Gesellschaftsvertraglich kann das nur moderat beschränkt werden, sonst droht die Abfindungsklausel unwirksam zu sein oder durch nachträgliche Wertentwicklung unwirksam zu werden. Um die Belastung des Gesellschaftsvermögens mit Abfindungszahlungen zu vermeiden, können vorsorglich auch alternative Möglichkeiten bedacht werden, wie z.B. die Zwangsabtretung von Anteilen an einen Mitgesellschafter, die Gesellschaft selbst oder einen außenstehenden Dritten, die dann die Abfindung schulden. Zu bedenken gilt, dass die Zwangsabtretung nur eine Verpflichtung des betroffenen Gesellschafters zur Übertragung seiner Gesellschaftsanteile bewirkt, die notfalls eingeklagt werden muss. Nur in Ausnahmefällen kann die Satzung dahingehend ausgelegt werden, dass der Gesellschafterbeschluss über die Zwangsabtretung bereits den Übergang der Gesellschaftsanteile auslöst.  
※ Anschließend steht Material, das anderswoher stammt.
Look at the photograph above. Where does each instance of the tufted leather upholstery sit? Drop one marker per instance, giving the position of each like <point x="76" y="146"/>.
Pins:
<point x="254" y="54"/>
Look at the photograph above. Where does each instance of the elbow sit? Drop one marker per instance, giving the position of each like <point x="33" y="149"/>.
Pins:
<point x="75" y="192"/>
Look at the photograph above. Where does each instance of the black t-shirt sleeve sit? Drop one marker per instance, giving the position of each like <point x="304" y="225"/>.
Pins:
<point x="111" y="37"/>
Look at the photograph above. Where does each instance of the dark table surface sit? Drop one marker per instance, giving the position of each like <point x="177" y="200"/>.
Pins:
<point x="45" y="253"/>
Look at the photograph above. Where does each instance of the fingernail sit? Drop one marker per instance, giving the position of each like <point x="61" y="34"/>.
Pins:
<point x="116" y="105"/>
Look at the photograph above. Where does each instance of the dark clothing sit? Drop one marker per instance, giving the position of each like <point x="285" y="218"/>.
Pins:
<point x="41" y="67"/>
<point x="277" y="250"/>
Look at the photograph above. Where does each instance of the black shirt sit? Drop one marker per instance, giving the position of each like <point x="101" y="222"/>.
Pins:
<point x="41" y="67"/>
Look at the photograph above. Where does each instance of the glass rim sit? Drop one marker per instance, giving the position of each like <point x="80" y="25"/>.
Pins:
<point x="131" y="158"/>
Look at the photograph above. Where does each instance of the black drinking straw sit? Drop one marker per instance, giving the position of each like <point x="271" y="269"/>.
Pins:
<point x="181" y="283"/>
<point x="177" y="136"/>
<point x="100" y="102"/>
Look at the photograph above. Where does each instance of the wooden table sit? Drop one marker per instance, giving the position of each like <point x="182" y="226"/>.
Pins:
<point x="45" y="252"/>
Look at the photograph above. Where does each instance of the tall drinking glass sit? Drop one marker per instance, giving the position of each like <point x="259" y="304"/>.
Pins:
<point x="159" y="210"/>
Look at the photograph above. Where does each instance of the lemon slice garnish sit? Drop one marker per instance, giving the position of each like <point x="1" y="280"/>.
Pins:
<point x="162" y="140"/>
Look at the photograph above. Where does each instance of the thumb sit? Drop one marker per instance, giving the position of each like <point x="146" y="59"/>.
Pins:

Besondere Vereinbarungen über Exit-Szenarien in Satzung, Gesellschaftervereinbarung oder Beteiligungs­vertrag können es einem Gesellschafter ermöglichen, seinen eigenen Ausstieg aus der Gesellschaft durchzusetzen oder andere Gesellschafter herauszudrängen – sei es aus wirtschaftlichen Gründen oder wegen Reibereien auf Gesellschafterebene. Die Gesellschafter können sich in der Satzung oder den Gesell­schafter­vereinbarungen auch befristet Call- oder Put-Optionen vorbehalten, um später nach ihrer Wahl die Anteile eines anderen Gesellschafters ganz oder teilweise an sich ziehen oder die eigenen Anteile auf einen anderen Gesellschafter übertragen zu können. Ein Mitverkaufsrecht ermöglicht es hingegen, dass ein Gesellschafter seine Gesellschaftsanteile an einen Investor verkaufen kann und die übrigen Gesell­schafter ebenfalls zum Verkauf ihrer Anteile zu selbigen Konditionen verpflichtet sind. Umgekehrt kann durch eine Mitverkaufspflicht des Minderheitsgesellschafters geregelt werden, dass der Mehrheitsgesell­schafter im Falle der Veräußerung seiner Anteile an einen Investor verpflichtet ist, wahlweise auch die des Minderheitsgesellschafters mit­ver­äußern zu müssen. Wenn sich nach den ersten gemeinsamen Jahren herausstellt, dass die Zusammenarbeit nicht funktioniert, können solche Regelungen durchaus hilfreich sein, denn sie ermöglichen einem Gesellschafter, einen klaren Schnitt zu machen – auch ohne dass die Schwelle zu einem wichtigen Grund (z.B. erhebliche Pflichtverstöße eines Gesellschafters) erreicht werden muss. Der Weg über die Ausschließung oder Einziehung von Anteilen gegen den Willen eines Gesellschafters ist dagegen oft lang und streitig.

 

Fazit

Wenn mehrere Parteien beteiligt sind, ist eine detaillierte Verhandlung des Gesellschaftsvertrages unter Ausnutzung der zur Verfügung stehenden Gestaltungsmittel zur Vermeidung künftiger Konflikte stets zu empfehlen. Fehlt es hingegen an klaren Regeln, birgt das für alle Beteiligten oft Streitpotenzial und darüber hinaus auch Prozessrisiken, die die Durchsetzung von Rechtspositionen erschweren. Insofern ist es stets ratsam, bereits im Vorfeld geeignete klare Spielregeln festzusetzen.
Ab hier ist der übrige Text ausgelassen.